By Jack Firneno
Wire Staff Writer
Last Tuesday, Len Moskoff gave a 70-minute presentation on Charlie Chaplin. The 71-year-old retired accountant spent weeks researching the iconic silent film star, and hours teaching himself how to use PowerPoint.
Two days later, local self-published author Dean Morey entertained kids and parents with a storytelling session followed by arts and crafts.
It’s a lot of activity — and a lot of noise — in a place where you’re supposed to be quiet.
Moskoff’’s lecture kicked off Tuesday Talks, a new series at Upper Moreland Library, where residents can present their findings on any topic unrelated to their profession. Morey’s show was one of the many family programs at Huntingdon Valley Library.
“Libraries are changing with the times and meeting public needs,” explained Upper Moreland Public Library Director Margie Repka-Peters. “It’s a big difference from the library 50 years ago providing print resources.”
And these organic changes are getting support from PA Forward, an advocacy campaign spearheaded by the Pennsylvania Library Association. “It’s a way for us to have a cohesive message with all of our programming,” said Sharon Moreland-Sender, director of the Huntingdon Valley Public Library. “It helps us give voice to the community about what libraries are and what we’re becoming.”
Much of this evolution has to do with the Internet — but not necessarily the notion that digital media is making hardcovers and paperbacks obsolete.
“Even with all this technology, people still love the tactile nature of print books,” observed Sharon Moreland-Sender.
And, she says, they like having a place to come to for them.
“People pick up a book and then read here for three hours on one of our comfy leather couches.”
The library is a meeting place that’s propelling these institutions into the 21st century. “It’s more of a community now, versus someone stopping by a location where people warehouse books,” said Repka-Peters. “People read the newspaper here, and then discuss it.”
Of course, they may be reading that newspaper on a tablet — or seeking help on setting up their new electronic reading device. “Our librarians have to be tech-savvy,” said Moreland-Sender. “People are asking how to set up online magazines on a tablet. Loving books and reading is great, but you need that [technological expertise] to work at a modern library.”
A decade ago, she explained, people would come in asking for an address or where they could find a product or service. “Now, those are the things you Google.”
But the Internet has created a new need: computer skills for people who never needed them before.
“The greatest impact was when social services started requiring electronic access,” said Repka-Peters.
Today, people of all ages are expected to sign up for unemployment benefits, Social Security, veterans’ benefits and more online. Internet access and skills are also required to get a job. “[Employers] want you to email a resume and apply online,” she continued.
Information literacy is an important new part of libraries, and extends far beyond teaching people how to tab between fields on a website or use a dropdown menu.
“My reference librarian will help people evaluate websites and guide them toward authoritative sites,” said Moreland-Sender.
It’s an important skill to have: The PA Forward website notes that only one in five results for a medical query in a search engine leads to relevant health information.
“People need to identify reputable sites where you can find reference and determine who’s responsible for [the content],” she continued.

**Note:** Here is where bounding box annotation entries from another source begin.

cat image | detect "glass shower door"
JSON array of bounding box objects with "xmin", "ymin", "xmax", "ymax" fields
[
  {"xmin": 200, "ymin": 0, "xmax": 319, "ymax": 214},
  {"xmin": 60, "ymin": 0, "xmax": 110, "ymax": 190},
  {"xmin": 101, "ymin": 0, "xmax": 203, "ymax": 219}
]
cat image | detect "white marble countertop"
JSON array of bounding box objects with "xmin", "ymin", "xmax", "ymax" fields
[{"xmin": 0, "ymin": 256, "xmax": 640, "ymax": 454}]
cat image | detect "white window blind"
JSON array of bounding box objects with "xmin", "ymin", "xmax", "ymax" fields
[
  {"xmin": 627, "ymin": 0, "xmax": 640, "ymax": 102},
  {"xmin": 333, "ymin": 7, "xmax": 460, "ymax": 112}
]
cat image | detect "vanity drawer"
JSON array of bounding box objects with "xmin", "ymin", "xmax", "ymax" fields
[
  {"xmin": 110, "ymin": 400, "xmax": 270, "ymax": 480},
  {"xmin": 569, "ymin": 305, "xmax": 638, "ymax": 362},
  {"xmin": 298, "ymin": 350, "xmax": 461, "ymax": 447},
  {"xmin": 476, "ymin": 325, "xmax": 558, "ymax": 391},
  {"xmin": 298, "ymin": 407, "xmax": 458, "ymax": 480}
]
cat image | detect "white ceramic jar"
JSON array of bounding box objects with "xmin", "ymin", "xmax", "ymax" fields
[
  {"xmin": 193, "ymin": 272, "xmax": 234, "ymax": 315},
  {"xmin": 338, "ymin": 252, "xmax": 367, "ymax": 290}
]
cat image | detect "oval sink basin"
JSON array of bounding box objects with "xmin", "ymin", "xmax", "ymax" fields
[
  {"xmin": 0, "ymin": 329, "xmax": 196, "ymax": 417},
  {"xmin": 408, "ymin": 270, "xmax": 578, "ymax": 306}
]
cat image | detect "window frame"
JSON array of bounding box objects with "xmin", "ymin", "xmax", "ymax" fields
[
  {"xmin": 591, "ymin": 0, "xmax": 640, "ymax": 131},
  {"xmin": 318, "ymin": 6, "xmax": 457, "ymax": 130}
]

But just as much as libraries are teaching people how to find good information, they’re also doling it out — especially to young families. Both Huntingdon Valley and Lower Moreland libraries feature innovative programming for young children and their parents. Today, it’s not just story time — it’s story time and yoga at Huntingdon Valley, for instance, and nutrition experts and child psychologists on hand for parents at Lower Moreland while their kids play at the sand table or music station.
“People think of libraries of being for people old enough to read,” said Repka-Peters. “We want to debunk this.” Instead, parents are bringing young children in as part of their daily routine and while their toddlers are playing, the grownups are learning how to prep them for when they learn to read in a few years. “It’s revolutionizing what a public library means.”
But the programming for the very young and very old isn’t anything new for libraries. What’s changing is involvement for people in between.
“Within the last 20 years there’s been a focus on teens,” says Moreland-Sender. Now that those kids are adults, “That group is demanding library programs and services.”
And, Huntingdon Valley is responding to them with book date nights, craft-beer tastings and book collections targeting 20- to 40-year-olds.
“We used to have people use the library as children and then again as parents. That’s changing,” she said.